В 1849 году Гончаров напечатал в «Иллюстрированном альманахе», разосланном в виде премии подписчикам журнала «Современник», небольшой отрывок еще не законченного нового романа «Обломов». Он назвал этот отрывок «Сон Обломова».
Обломов — молодой помещик — видит во сне свое детство, прошедшее в захолустной усадьбе Обломовке. Вот он, семилетний мальчик, проснулся в своей постельке. Ему легко, весело. Он бойкий, живой, любознательный мальчик. С жадным любопытством смотрит он на мир — ему все интересно, все хочется знать. Но ему никуда не позволяют ходить одному, ничего самому для себя не позволяют сделать. Его балуют, ласкают, закармливают булочками, сливками, потом с опаской, неохотой отдают учиться в пансион и смотрят на это ученье как на неизбежное зло. Илюша подрастает. У него уже есть свой крепостной слуга — мальчик Захарка.
«Захар, как, бывало, нянька, натягивает ему чулки, надевает башмаки, а Илюша, уже четырнадцатилетний мальчик, только и знает, что подставляет ему лежа то ту, то другую ногу; а чуть что покажется ему не так, то он поддаст Захарке в нос. Если недовольный Захарка вздумает пожаловаться, то получит еще от старших колотушку.
Потом Захарка чешет голову, натягивает куртку, осторожно продевая руки Ильи Ильича в рукава, чтоб не слишком беспокоить его, и напоминает Илье Ильичу, что надо сделать то, другое: вставши поутру, умыться и т. п.
Захочет ли чего-нибудь Илья Ильич, ему стоит только мигнуть - уж трое-четверо слуг кидаются исполнять его желание; уронит ли он что-нибудь, достать ли ему нужно вещь, да не достанет; принести ли что, сбегать ли за чем: ему иногда как резвому мальчику так и хочется броситься и переделать все самому, а тут вдруг отец и мать, да и три тетки в пять голосов и закричат:
— Зачем? Куда? А Васька, а Ванька, а Захарка на что? Эй! Васька! Ванька! Захарка! Чего вы смотрите, разини? Вот я вас!..
И не удастся никак Илье Ильичу сделать что-нибудь самому для себя. После он нашел, что оно и покойнее гораздо, и сам выучился покрикивать:
— Эй! Васька! Ванька! Подай то, дай другое!
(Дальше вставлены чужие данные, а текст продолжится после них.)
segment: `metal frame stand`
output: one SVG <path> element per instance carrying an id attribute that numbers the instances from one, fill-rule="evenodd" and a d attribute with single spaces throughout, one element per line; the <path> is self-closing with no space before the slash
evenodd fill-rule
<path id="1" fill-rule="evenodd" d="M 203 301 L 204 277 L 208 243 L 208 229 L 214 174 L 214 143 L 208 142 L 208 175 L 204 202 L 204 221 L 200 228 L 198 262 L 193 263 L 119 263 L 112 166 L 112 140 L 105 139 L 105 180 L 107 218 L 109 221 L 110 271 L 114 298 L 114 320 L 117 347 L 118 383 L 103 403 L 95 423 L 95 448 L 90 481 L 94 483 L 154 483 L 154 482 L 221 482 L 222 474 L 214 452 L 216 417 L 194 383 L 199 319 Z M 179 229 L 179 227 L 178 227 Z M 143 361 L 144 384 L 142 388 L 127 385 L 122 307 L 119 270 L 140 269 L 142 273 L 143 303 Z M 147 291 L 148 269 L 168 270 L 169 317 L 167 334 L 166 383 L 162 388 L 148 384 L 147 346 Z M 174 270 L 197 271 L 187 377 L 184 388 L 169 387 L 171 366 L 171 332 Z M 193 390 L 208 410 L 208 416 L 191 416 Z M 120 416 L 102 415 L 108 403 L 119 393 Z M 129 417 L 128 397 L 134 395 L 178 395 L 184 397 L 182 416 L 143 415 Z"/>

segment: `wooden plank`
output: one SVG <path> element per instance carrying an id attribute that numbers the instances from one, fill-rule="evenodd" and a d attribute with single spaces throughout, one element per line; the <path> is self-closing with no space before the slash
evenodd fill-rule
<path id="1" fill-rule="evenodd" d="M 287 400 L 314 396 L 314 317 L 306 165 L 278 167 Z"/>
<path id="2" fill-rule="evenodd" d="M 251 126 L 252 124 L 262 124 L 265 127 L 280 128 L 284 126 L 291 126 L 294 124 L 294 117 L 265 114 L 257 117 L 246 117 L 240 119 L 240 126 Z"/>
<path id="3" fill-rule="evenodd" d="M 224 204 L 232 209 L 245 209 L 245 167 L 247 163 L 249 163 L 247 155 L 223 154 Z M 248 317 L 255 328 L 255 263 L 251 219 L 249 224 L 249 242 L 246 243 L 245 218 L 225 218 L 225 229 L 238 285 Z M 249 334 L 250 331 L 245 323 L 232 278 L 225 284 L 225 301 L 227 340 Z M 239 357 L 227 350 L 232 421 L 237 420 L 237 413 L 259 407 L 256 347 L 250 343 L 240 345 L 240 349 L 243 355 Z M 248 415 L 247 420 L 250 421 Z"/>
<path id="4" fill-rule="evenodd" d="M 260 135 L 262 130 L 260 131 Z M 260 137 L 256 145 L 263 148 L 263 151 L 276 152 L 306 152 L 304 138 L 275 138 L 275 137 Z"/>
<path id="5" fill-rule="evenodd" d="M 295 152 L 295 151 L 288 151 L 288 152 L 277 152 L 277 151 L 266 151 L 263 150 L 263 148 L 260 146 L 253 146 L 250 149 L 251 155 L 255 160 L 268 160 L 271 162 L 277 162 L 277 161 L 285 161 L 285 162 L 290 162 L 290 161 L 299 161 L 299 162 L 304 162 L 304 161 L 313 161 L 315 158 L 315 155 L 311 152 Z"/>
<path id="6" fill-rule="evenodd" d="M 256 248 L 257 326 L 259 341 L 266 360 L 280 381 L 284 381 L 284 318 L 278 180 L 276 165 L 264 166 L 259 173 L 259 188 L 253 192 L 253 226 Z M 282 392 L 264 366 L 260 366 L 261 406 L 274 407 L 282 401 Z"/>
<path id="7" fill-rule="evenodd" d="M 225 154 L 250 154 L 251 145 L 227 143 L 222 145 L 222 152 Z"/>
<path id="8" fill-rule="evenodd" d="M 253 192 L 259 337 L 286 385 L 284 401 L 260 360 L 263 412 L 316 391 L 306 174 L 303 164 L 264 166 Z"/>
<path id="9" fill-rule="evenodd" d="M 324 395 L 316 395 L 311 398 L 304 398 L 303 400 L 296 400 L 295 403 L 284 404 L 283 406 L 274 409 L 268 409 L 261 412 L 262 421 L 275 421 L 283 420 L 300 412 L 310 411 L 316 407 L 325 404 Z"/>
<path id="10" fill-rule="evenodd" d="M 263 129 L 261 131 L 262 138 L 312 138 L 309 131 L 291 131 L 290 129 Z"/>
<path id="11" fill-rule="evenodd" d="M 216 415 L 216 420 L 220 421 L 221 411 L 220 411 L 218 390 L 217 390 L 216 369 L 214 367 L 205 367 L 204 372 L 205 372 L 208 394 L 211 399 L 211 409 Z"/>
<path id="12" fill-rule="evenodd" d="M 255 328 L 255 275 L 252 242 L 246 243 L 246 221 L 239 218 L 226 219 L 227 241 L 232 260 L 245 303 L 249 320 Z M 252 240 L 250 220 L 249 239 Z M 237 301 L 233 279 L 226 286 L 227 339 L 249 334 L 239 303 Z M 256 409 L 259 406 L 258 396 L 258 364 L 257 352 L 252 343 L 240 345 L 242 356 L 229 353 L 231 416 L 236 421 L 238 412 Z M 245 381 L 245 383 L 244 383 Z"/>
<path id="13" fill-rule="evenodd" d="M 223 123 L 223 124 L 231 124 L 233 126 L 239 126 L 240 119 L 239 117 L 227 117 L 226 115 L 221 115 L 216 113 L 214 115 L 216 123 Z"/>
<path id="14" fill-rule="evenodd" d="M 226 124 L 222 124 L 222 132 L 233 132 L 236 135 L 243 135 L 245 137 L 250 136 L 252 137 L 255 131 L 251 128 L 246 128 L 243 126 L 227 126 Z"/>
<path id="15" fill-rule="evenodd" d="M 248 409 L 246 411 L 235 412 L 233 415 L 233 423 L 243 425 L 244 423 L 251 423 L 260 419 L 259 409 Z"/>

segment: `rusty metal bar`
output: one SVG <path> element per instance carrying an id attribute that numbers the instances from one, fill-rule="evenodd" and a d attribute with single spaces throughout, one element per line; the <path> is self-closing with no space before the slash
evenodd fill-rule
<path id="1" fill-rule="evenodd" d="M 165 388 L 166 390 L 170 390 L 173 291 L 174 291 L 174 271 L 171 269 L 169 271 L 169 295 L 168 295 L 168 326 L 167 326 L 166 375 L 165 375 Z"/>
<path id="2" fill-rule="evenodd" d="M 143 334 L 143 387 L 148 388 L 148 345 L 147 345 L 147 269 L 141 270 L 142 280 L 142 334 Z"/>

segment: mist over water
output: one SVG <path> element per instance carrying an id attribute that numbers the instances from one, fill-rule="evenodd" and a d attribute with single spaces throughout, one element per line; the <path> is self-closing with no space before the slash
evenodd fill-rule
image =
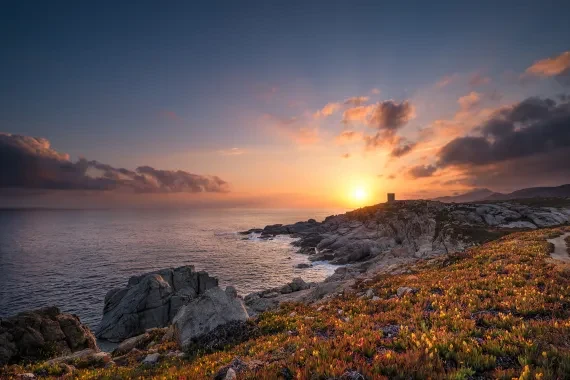
<path id="1" fill-rule="evenodd" d="M 340 210 L 1 210 L 0 317 L 56 305 L 96 328 L 107 291 L 135 274 L 194 265 L 242 295 L 300 276 L 321 281 L 335 267 L 308 262 L 293 239 L 237 231 Z"/>

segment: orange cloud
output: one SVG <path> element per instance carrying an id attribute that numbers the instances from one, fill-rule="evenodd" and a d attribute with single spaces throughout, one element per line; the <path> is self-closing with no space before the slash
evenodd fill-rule
<path id="1" fill-rule="evenodd" d="M 462 110 L 470 110 L 479 105 L 481 102 L 481 94 L 471 91 L 469 94 L 460 97 L 457 100 Z"/>
<path id="2" fill-rule="evenodd" d="M 368 106 L 357 106 L 348 108 L 342 114 L 342 122 L 344 124 L 350 123 L 363 123 L 366 124 L 368 122 L 368 118 L 372 111 L 374 111 L 374 105 Z"/>
<path id="3" fill-rule="evenodd" d="M 542 77 L 552 77 L 570 72 L 570 51 L 566 51 L 554 58 L 545 58 L 536 61 L 525 74 Z"/>
<path id="4" fill-rule="evenodd" d="M 450 85 L 456 79 L 457 79 L 457 74 L 446 75 L 443 78 L 441 78 L 439 81 L 437 81 L 435 86 L 438 88 L 443 88 L 445 86 Z"/>
<path id="5" fill-rule="evenodd" d="M 336 141 L 339 144 L 346 144 L 351 141 L 360 140 L 362 133 L 357 131 L 342 131 L 340 135 L 337 136 Z"/>
<path id="6" fill-rule="evenodd" d="M 352 98 L 348 98 L 344 101 L 344 104 L 347 106 L 361 106 L 365 104 L 368 99 L 368 96 L 353 96 Z"/>
<path id="7" fill-rule="evenodd" d="M 240 148 L 230 148 L 219 150 L 218 153 L 222 156 L 241 156 L 242 154 L 245 154 L 245 150 Z"/>
<path id="8" fill-rule="evenodd" d="M 471 86 L 482 86 L 489 83 L 491 83 L 491 78 L 484 76 L 480 72 L 473 74 L 469 79 L 469 84 Z"/>
<path id="9" fill-rule="evenodd" d="M 340 103 L 327 103 L 322 109 L 313 114 L 315 119 L 325 118 L 331 116 L 333 113 L 340 110 Z"/>

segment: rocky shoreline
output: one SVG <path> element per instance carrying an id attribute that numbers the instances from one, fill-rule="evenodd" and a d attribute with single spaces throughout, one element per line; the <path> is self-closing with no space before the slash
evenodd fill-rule
<path id="1" fill-rule="evenodd" d="M 216 278 L 196 272 L 193 266 L 133 276 L 125 287 L 108 292 L 95 333 L 120 342 L 112 353 L 100 352 L 77 316 L 46 308 L 0 321 L 0 365 L 54 357 L 52 363 L 61 365 L 84 362 L 106 367 L 133 357 L 152 365 L 163 355 L 182 356 L 182 351 L 246 339 L 255 334 L 248 321 L 282 303 L 318 304 L 346 292 L 374 299 L 373 290 L 356 291 L 356 285 L 379 274 L 411 273 L 409 265 L 419 260 L 462 251 L 513 231 L 569 221 L 570 208 L 565 207 L 405 201 L 330 216 L 323 222 L 309 219 L 251 229 L 242 234 L 291 235 L 297 238 L 293 245 L 309 260 L 343 266 L 320 283 L 295 278 L 245 297 L 231 286 L 221 289 Z M 402 286 L 397 296 L 414 291 Z M 173 349 L 152 352 L 153 346 L 164 342 L 172 342 Z M 141 348 L 147 350 L 144 357 L 137 351 Z"/>

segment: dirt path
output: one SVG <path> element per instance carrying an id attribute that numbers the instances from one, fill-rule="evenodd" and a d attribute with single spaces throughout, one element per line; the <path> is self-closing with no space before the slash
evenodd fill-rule
<path id="1" fill-rule="evenodd" d="M 567 236 L 570 236 L 570 232 L 565 233 L 564 235 L 558 236 L 554 239 L 547 239 L 549 243 L 554 244 L 554 252 L 550 254 L 550 256 L 555 260 L 564 261 L 566 263 L 570 263 L 570 255 L 568 254 L 568 247 L 566 246 L 566 239 Z"/>

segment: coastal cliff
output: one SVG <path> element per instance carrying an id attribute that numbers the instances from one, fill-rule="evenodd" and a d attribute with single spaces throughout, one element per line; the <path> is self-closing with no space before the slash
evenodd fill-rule
<path id="1" fill-rule="evenodd" d="M 192 267 L 134 276 L 105 300 L 99 331 L 129 337 L 112 353 L 0 374 L 565 378 L 570 269 L 549 242 L 566 244 L 569 218 L 566 205 L 411 201 L 245 231 L 292 235 L 311 260 L 344 265 L 322 283 L 295 278 L 243 298 Z M 133 316 L 127 331 L 120 321 Z"/>

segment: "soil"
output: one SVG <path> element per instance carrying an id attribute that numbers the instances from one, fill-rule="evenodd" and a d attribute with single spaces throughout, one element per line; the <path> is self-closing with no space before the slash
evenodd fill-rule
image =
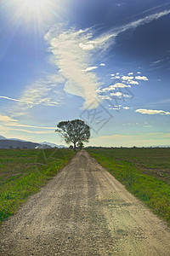
<path id="1" fill-rule="evenodd" d="M 170 255 L 170 229 L 82 150 L 3 223 L 0 255 Z"/>

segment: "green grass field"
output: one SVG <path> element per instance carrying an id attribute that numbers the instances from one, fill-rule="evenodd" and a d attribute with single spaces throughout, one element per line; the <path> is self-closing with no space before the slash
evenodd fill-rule
<path id="1" fill-rule="evenodd" d="M 71 149 L 0 149 L 0 224 L 74 154 Z"/>
<path id="2" fill-rule="evenodd" d="M 170 148 L 88 148 L 135 196 L 170 224 Z"/>

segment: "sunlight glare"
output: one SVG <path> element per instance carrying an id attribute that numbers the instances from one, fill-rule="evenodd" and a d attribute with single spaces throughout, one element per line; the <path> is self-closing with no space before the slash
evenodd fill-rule
<path id="1" fill-rule="evenodd" d="M 23 3 L 29 9 L 41 9 L 48 3 L 47 0 L 23 0 Z"/>

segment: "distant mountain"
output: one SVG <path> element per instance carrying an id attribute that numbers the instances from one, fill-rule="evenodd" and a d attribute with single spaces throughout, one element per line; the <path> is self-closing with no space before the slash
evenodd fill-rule
<path id="1" fill-rule="evenodd" d="M 17 138 L 7 138 L 7 140 L 11 140 L 11 141 L 19 141 L 19 142 L 26 142 L 24 140 L 17 139 Z"/>
<path id="2" fill-rule="evenodd" d="M 42 144 L 42 145 L 37 146 L 35 148 L 44 149 L 44 148 L 52 148 L 52 147 L 49 145 L 47 145 L 47 144 Z"/>
<path id="3" fill-rule="evenodd" d="M 44 142 L 44 143 L 40 143 L 39 144 L 41 144 L 41 145 L 48 145 L 48 146 L 50 146 L 51 148 L 67 148 L 67 147 L 65 147 L 65 146 L 64 146 L 64 145 L 57 145 L 57 144 L 54 144 L 54 143 L 47 143 L 47 142 Z"/>
<path id="4" fill-rule="evenodd" d="M 13 141 L 26 142 L 24 140 L 20 140 L 20 139 L 17 139 L 17 138 L 8 138 L 2 135 L 0 135 L 0 140 L 13 140 Z"/>
<path id="5" fill-rule="evenodd" d="M 26 142 L 17 138 L 6 138 L 0 135 L 0 148 L 67 148 L 64 145 L 57 145 L 51 143 L 43 142 L 41 143 Z"/>
<path id="6" fill-rule="evenodd" d="M 0 140 L 6 140 L 7 138 L 2 135 L 0 135 Z"/>
<path id="7" fill-rule="evenodd" d="M 14 140 L 0 140 L 0 148 L 30 148 L 33 149 L 36 147 L 40 146 L 38 143 L 31 142 L 21 142 Z"/>

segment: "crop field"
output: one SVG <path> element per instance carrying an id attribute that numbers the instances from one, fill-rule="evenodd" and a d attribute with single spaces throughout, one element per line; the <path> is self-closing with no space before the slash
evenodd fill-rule
<path id="1" fill-rule="evenodd" d="M 128 190 L 170 224 L 170 148 L 88 148 Z"/>
<path id="2" fill-rule="evenodd" d="M 0 223 L 62 169 L 70 149 L 0 149 Z"/>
Не хочу того, хочу этого! Сбегай, принеси!»
Умный, живой мальчик постепенно превращался в ленивого подростка, потом в барина — лентяя и байбака, который «выгнал труд» из своей жизни и, «начав с неуменья одевать чулки, кончил неумением жить».
В этом отрывке так правдиво, тонко показан был уголок захолустной помещичьей усадьбы с неподвижным, затхлым бытом праздных людей, так мастерски был нарисован портрет маленького Илюши Обломова, что об этом отрывке сразу все заговорили. В подзаголовке к нему Гончаров писал, что это эпизод неоконченного романа. Будет ли написан этот роман? Будет ли его героем тот самый барин, который спит на диване и видит сон о своем детстве и своей молодости? Как развернется сюжет? Когда будет готов роман? Все эти вопросы и еще множество других наперерыв задавались автору.
А Гончаров вскоре после того, как был напечатан «Сон Обломова», уехал в Симбирск. Он не был дома четырнадцать лет. В городе уже знали о его приезде — всем хотелось видеть знаменитого земляка, все бросились читать «Обыкновенную историю», «Сон Обломова». Мать встретила его радостно, собралась родня, знакомые. Еще жив был Трегубов, который не переставал огорчаться, что воспитанник его ни разу не был в море и что он «в чернилах купается, вместо того чтобы купаться в море».
Гончаров и на этот раз недолго пробыл дома. Он вернулся в Петербург и совершенно неожиданно узнал, что ему представляется возможность отправиться в кругосветное плавание на военном корабле.
В нем пробудились заветные и, казалось, давно забытые мечты. Еще в детстве, «может быть, с той минуты, когда учитель сказал мне, — вспоминал позднее Гончаров, — что если ехать от какой-нибудь точки безостановочно, то воротишься к ней с другой стороны, мне захотелось поехать с правого берега Волги, на котором я родился, и воротиться с левого; хотелось самому туда, где учитель указывает пальцем быть экватору, полюсам, тропикам».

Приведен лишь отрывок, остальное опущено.